Thus the skip would not be one to lose the vehicle to space.
[0026] Thus it is seen that an aerodynamic space vehicle 10 can be
made to endure the high heat loads of atmospheric re-entry without
need for expensive and/or delicate, high-maintenance prior art heat
shielding or wing pivoting. Intumescent paint such as Chartec can
provide backup heat resistance. Also, a suitable heat-protecting
coating may be placed upon vehicle 10 structure. Such precautions
can make the controlled skip either completely unnecessary or allow
it to take place deeper into the atmosphere and far from an
atmospheric skip-out.
[0027] In the back of the vehicle 10 shown in FIG. 1, an engine 25
is provided. Obviously engine 25 would preferably be a rocket with
its oxidizer and propellant 20 suitably and preferably stored in at
least one tank 30 underneath cabin 28, FIG. 1. However, there may
be a dual engine 25 for the additional purposes of powering the
landing. In a two-part vehicle, the air breathing engine 25' of the
air vehicle 10 can be used to power the landing. Canceling the need
for a dead stick landing can be a plus in a commercial space
situation. The second engine 25' (FIG. 1) could be an air-powered
version of U.S. Pat. No. 6,779,334 issued to the instant inventor.

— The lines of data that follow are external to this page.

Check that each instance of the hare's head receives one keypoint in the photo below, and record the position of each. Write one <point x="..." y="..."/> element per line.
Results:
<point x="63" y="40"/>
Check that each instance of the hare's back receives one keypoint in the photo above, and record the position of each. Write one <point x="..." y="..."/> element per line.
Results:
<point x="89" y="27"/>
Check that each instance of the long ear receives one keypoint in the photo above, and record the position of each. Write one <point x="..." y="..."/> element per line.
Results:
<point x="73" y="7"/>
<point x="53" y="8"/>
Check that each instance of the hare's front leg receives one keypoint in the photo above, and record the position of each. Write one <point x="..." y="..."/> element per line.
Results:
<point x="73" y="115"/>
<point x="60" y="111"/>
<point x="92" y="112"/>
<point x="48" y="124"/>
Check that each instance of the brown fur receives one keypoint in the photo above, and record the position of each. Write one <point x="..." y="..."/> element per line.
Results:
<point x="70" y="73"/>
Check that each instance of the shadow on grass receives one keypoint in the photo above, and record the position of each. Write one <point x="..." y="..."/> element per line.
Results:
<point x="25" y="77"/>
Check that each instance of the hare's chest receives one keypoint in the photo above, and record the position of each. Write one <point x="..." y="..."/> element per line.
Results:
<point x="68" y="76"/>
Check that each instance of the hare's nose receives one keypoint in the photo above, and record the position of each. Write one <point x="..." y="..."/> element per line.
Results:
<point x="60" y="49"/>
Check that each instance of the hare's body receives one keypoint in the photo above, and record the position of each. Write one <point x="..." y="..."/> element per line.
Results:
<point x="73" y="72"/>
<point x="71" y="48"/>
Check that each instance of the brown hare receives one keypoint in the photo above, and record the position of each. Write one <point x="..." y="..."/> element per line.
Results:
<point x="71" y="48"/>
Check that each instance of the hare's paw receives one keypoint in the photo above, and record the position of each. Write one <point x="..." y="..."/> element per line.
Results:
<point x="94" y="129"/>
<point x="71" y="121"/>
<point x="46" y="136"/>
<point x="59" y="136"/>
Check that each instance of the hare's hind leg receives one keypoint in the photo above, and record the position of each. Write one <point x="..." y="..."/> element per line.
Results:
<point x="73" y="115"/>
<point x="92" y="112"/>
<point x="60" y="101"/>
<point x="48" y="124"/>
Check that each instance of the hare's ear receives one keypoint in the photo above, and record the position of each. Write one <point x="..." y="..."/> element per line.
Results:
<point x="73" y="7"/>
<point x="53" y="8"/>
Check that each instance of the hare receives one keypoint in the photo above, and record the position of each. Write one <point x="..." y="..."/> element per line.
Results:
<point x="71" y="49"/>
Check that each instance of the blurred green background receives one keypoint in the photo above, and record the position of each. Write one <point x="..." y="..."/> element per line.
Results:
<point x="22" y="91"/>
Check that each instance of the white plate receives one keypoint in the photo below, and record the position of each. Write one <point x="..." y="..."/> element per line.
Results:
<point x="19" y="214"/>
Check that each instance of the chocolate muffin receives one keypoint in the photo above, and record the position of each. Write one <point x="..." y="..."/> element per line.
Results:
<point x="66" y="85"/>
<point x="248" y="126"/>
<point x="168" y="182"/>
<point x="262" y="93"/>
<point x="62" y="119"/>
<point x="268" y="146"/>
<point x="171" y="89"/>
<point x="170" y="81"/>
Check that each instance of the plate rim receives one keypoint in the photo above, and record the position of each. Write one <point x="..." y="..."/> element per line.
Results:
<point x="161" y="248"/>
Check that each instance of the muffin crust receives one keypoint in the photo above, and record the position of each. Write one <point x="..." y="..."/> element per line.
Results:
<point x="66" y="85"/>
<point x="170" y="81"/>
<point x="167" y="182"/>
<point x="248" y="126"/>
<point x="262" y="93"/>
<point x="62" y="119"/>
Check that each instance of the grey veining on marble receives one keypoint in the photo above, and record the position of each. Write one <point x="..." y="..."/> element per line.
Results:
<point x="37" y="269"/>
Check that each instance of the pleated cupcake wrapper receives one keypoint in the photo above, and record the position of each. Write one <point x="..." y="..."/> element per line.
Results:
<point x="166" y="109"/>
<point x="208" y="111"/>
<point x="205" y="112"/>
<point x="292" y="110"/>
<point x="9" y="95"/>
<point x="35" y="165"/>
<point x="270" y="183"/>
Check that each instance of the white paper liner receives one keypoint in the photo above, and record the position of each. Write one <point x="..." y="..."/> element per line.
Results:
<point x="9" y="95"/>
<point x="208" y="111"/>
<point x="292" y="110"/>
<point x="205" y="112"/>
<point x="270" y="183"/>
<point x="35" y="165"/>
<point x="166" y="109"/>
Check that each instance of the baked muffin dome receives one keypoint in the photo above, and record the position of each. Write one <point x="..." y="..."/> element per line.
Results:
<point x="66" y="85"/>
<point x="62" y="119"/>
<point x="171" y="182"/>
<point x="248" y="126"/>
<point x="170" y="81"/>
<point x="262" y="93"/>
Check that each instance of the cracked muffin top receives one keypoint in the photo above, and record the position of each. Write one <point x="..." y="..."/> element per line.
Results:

Air tanks 30' (FIG. 5) can then be filled before launch or left
empty. If filled, the air can power the engine as an electricity
generator and/or power science experiments or the like during
flight. Assuming empty air tanks 30' during reentry, air can be
compressed via and during reentry by the nature of reentry. Neither
compressors nor their weight need be provided for this vehicle 10.
Yet, the added safety margin of powered go-around capability is not
only valuable for safety reasons, but it makes many more airports
available to the space launcher stack. This is commercially
desirable.
[0028] FIG. 3 shows that the carrier 50 vehicle can also be powered
by a version 25' of the instant inventor's U.S. Pat. No. 6,779,334.
(It, like vehicle 10, can also be powered by a turbojet, turboshaft
or fanjet engine 25'. Or as desired.) It is shown with a forward
vehicle 10 storage area 45. Vehicle 10 is bolted down to carrier 50
using known explosive bolts preferably. Other hold-down versions
can be, for instance, pivoted hold-down clamps that release and
move back on their pivots to let vehicle 10 fly away. When
released, vehicle 10 lights its rocket 25 and takes off for space.
Carrier 50 then flies back to its home port and lands. It can
further be fitted with, for example, a short-chord, ducted, blown
channel wing 90 (FIG. 1) for high lift. The channel wing 90 can be
mounted on winged pylons having lifting airfoils for lift
enhancement while simultaneously providing power.
[0029] Note that should vehicle 10 be a two-piece vehicle 10, the
atmospheric vehicle 10 can be flown to vehicle 50 whereupon it can
then pick up its own stored second piece containing its own set of
rocket engine 25 and rocket fuel 20 tanks 30. Or it may simply rent
not only the second piece but also time on vehicle 50 as well.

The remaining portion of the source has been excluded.